Fundamentals of single-photon emission computed tomography (SPECT) and SPECT/CT imaging

Introduction Nuclear medicine imaging employs the administration of trace amounts of compounds labeled with radioactivity (radionuclides) that are used to provide diagnostic information in a wide range of disease states [1]. Special imaging instruments (e.g., gamma cameras, positron emission tomography (PET) scanners) detect the emitted photons from these nuclides following radioactive decay and provide non-invasive means to image physiological and pathological states within the body (Figure 6.1). Detection of disease with anatomical imaging methods often requires gross structural changes to be apparent before the diagnosis is definitive. The reliance on anatomical information for diagnosis also makes it difficult to monitor the response of diseased and normal tissues in the critical post-therapy period. In comparison, radiotracer imaging methods such as single-photon emission computed tomography (SPECT) and PET are well suited to provide critical information about the functional, metabolic, and molecular status of tissues and organs. SPECT is a technique widely used in nuclear medicine for the imaging of many organs including the skeleton, heart, lungs, kidneys, and brain, as well as for whole-body imaging [2, 3]. The study is obtained by moving a gamma camera on a gantry in a circular or elliptical orbit around the patient, obtaining information from different angles, which is then combined into a 3-dimensional (3D) volume.

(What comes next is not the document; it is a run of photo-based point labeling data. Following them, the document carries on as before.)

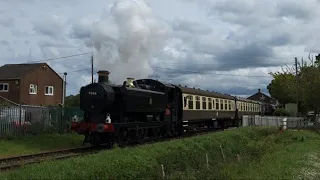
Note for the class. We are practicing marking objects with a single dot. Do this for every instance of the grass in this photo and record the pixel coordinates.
(34, 144)
(250, 153)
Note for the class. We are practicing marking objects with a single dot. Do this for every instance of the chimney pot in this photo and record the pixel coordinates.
(130, 82)
(103, 76)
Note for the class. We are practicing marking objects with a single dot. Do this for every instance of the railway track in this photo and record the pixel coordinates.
(14, 162)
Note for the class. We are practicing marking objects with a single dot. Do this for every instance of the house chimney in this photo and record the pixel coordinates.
(130, 82)
(103, 76)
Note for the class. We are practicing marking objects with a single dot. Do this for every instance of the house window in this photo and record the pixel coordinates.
(190, 103)
(197, 102)
(49, 90)
(4, 87)
(33, 89)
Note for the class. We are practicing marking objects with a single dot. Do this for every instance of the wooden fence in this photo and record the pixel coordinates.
(287, 122)
(24, 119)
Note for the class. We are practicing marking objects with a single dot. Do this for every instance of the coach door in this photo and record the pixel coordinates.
(173, 103)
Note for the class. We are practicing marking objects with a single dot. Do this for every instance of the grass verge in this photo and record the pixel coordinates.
(35, 144)
(245, 153)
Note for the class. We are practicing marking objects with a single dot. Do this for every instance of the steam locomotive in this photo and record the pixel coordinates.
(146, 109)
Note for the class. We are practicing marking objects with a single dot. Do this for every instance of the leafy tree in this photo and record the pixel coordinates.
(309, 85)
(283, 87)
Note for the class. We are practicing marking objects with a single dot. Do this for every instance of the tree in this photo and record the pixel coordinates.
(309, 85)
(283, 87)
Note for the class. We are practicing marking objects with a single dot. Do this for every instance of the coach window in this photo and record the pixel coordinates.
(190, 102)
(213, 103)
(197, 102)
(209, 103)
(204, 103)
(217, 104)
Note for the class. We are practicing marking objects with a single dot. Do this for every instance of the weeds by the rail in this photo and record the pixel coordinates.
(252, 153)
(35, 144)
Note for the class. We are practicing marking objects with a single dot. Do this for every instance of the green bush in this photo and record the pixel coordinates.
(184, 158)
(281, 112)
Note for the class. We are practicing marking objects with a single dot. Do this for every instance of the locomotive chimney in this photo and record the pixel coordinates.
(103, 76)
(130, 82)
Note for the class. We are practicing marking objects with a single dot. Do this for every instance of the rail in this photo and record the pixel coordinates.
(14, 162)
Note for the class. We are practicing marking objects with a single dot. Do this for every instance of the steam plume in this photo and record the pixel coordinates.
(125, 39)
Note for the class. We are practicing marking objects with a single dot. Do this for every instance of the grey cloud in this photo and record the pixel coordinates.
(296, 10)
(190, 26)
(6, 22)
(50, 26)
(80, 31)
(4, 42)
(249, 55)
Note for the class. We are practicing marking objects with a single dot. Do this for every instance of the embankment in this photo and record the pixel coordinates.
(240, 153)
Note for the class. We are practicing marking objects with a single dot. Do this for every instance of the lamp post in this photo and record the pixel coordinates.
(64, 87)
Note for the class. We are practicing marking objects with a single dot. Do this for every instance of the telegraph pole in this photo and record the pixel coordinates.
(92, 68)
(297, 82)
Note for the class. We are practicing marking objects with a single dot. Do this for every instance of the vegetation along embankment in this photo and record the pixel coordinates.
(37, 143)
(245, 153)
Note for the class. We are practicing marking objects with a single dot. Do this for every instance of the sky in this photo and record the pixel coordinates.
(227, 46)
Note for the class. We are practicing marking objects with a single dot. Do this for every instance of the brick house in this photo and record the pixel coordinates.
(31, 84)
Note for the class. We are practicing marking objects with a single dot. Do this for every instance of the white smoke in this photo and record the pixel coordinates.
(125, 39)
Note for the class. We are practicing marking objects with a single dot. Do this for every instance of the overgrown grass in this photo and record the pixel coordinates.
(37, 143)
(249, 152)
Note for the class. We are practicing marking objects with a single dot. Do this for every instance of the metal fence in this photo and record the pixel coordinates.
(278, 121)
(25, 119)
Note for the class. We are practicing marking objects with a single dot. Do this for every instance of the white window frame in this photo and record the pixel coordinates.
(5, 90)
(33, 89)
(48, 93)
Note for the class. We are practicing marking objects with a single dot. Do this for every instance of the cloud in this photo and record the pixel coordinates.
(227, 46)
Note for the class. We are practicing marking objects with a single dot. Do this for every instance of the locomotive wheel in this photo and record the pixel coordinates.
(123, 138)
(95, 139)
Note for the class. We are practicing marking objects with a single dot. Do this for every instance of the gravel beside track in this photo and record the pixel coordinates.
(14, 162)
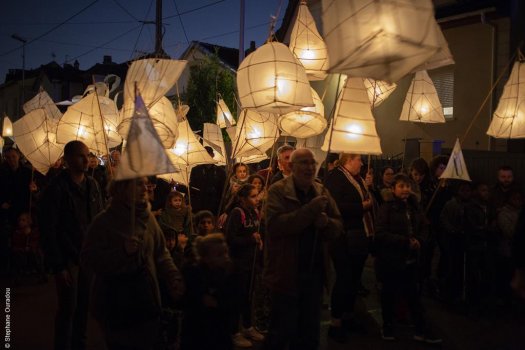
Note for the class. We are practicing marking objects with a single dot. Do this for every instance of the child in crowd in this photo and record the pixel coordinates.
(209, 300)
(27, 255)
(400, 228)
(242, 234)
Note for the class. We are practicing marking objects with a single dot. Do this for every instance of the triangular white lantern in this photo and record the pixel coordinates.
(378, 91)
(353, 129)
(422, 102)
(144, 154)
(7, 127)
(508, 121)
(36, 139)
(272, 80)
(456, 167)
(187, 151)
(306, 122)
(256, 133)
(224, 116)
(43, 100)
(212, 136)
(379, 39)
(307, 44)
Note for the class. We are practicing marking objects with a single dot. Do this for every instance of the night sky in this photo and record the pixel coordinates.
(86, 30)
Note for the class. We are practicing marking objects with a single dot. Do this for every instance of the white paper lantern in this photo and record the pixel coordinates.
(272, 80)
(255, 134)
(224, 116)
(353, 129)
(307, 122)
(378, 91)
(379, 39)
(307, 44)
(508, 121)
(422, 102)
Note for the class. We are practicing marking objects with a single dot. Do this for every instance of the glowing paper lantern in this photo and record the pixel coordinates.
(7, 127)
(379, 39)
(378, 91)
(36, 139)
(224, 116)
(144, 154)
(83, 121)
(307, 44)
(255, 134)
(353, 129)
(272, 80)
(422, 102)
(212, 136)
(164, 121)
(187, 151)
(306, 122)
(508, 121)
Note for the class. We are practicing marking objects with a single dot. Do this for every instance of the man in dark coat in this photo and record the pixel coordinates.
(68, 206)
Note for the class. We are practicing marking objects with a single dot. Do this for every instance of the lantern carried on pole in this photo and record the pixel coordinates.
(272, 80)
(422, 103)
(353, 129)
(508, 121)
(307, 44)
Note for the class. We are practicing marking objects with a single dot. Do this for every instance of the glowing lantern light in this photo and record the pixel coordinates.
(255, 134)
(508, 120)
(353, 129)
(308, 45)
(422, 102)
(307, 122)
(224, 116)
(378, 91)
(379, 39)
(272, 80)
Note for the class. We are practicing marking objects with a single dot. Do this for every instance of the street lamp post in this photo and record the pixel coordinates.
(23, 41)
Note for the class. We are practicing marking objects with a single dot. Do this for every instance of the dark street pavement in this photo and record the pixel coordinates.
(33, 306)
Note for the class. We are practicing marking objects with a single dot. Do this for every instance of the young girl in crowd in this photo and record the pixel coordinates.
(209, 300)
(242, 234)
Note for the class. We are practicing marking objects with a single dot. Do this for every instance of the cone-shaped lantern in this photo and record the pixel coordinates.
(508, 120)
(187, 150)
(212, 136)
(379, 39)
(7, 127)
(83, 121)
(224, 116)
(456, 167)
(256, 133)
(144, 154)
(43, 100)
(36, 139)
(306, 122)
(307, 44)
(378, 91)
(272, 80)
(354, 126)
(422, 102)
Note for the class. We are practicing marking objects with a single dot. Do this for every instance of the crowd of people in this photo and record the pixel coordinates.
(252, 255)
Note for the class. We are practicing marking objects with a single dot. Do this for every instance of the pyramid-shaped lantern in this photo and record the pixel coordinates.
(378, 91)
(256, 133)
(187, 151)
(272, 80)
(379, 39)
(224, 116)
(308, 45)
(422, 102)
(508, 120)
(353, 129)
(7, 127)
(306, 122)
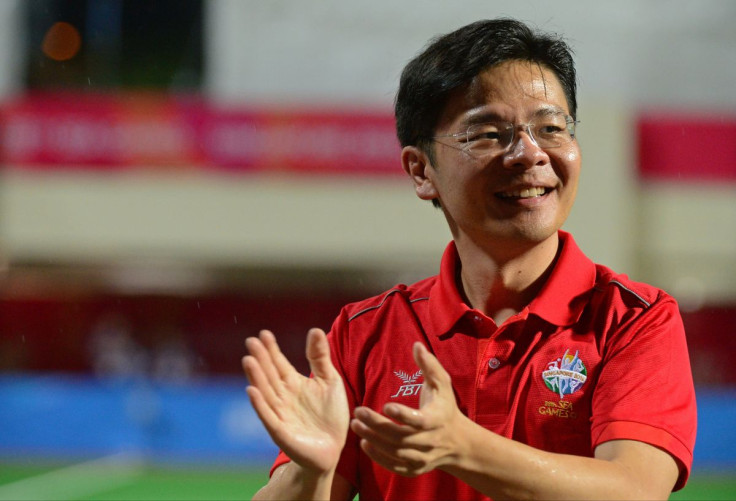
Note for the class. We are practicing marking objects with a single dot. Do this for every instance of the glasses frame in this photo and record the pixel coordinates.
(570, 124)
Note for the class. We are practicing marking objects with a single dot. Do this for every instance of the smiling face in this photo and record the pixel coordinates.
(519, 196)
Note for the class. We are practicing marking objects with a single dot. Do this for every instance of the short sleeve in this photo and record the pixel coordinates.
(645, 389)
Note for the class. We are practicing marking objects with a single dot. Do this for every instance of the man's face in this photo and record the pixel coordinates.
(520, 195)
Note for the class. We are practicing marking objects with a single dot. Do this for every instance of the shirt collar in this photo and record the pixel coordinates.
(560, 302)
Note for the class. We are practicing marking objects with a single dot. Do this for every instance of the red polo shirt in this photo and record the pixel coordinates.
(594, 357)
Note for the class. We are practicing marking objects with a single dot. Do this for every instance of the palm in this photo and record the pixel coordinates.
(306, 417)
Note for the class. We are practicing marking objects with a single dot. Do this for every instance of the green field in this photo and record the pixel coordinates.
(113, 480)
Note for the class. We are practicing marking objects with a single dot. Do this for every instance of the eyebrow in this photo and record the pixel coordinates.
(492, 116)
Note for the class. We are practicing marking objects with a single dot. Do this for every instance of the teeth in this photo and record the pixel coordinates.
(525, 193)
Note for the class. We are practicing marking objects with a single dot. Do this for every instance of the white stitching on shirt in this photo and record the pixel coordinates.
(383, 301)
(616, 282)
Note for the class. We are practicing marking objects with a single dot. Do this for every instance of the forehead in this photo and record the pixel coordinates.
(514, 90)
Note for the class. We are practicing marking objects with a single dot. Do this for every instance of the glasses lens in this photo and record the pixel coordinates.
(488, 137)
(553, 130)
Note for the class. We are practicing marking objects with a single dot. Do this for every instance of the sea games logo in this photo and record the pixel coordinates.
(565, 375)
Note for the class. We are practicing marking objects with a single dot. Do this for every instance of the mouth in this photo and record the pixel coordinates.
(530, 192)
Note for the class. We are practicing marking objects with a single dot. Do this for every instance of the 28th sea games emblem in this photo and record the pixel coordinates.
(565, 375)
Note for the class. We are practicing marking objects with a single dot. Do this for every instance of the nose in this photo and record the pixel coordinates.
(524, 152)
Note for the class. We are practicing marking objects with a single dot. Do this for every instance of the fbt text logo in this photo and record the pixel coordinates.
(411, 384)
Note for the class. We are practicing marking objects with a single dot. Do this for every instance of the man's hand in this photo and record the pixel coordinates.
(306, 417)
(414, 441)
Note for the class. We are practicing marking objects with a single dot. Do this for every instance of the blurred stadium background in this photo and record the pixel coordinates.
(178, 174)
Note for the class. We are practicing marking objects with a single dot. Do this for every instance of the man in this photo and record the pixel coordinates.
(522, 370)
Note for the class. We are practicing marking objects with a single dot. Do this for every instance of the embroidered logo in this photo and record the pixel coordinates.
(559, 409)
(565, 375)
(410, 386)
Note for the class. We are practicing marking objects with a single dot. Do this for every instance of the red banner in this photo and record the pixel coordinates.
(113, 132)
(682, 147)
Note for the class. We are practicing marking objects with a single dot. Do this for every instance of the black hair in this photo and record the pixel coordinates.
(453, 60)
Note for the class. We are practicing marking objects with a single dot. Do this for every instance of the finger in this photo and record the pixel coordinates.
(258, 379)
(385, 459)
(434, 374)
(318, 354)
(281, 364)
(260, 352)
(265, 413)
(370, 424)
(408, 416)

SPECT studies are normally viewed as a set of slices cut in the transaxial, sagittal, and coronal planes, with optional 3-dimensional interactive views. As opposed to 2-dimensional (2D) images, SPECT imaging provides higher contrast, depth information, and optional quantification. Brain SPECT is used mainly for perfusion or receptor imaging of the brain. Frequently brain pathology will manifest itself as functional changes before anatomical changes have taken place. The use of tracers of cerebral perfusion and brain neurotransmitter systems has resulted in the development of a number of applications for brain SPECT in neurology and psychiatry [4-6]. Common indications include dementia, epilepsy, neurovascular disorders, parkinsonism, and following minor head trauma. It also has the potential to be a valuable research tool for the study of in vivo brain function.